Iron Supplementation for Pregnant Mothers
Importance of Iron
Iron deficiency is the most common micronutrient deficiency, affecting millions of women and children worldwide. Severe iron deficiency manifests as anaemia, which affects cognitive and immune function and causes fatigue, reducing productivity. Pregnant women who have iron-deficiency anaemia are more likely to have poor birth outcomes. Learn how to assess anaemia prevalence with the Nutrition Centre of Expertise’s Anaemia Assessment Guideline.

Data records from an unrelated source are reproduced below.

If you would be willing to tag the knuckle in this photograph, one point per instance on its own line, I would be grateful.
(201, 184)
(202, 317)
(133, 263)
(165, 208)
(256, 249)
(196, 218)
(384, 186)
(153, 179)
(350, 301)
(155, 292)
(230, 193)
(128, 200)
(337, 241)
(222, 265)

The best way to prevent iron-deficiency anaemia is to ensure that all women are iron replete, through adequate diet, during their reproductive years. When this does not happen, pregnant women should be targeted first for iron/folate supplementation. Folate helps to produce and maintain new cells in the body and is important in preventing anaemia. Most national ministries of health include iron/folate supplementation as part of routine antenatal care. World Vision supports this, as outlined in our Antenatal Iron-Folic Acid Supplementation guideline. Supplementation should start as early as possible and continue throughout pregnancy.
Cost of Programming
The overall annual cost per capita for iron supplementation activities in MICAH programmes that targeted both women and children ranged from $0.08 to $1.50. Countries that achieved the highest coverage spent between $0.40 and $1.50 per capita per year.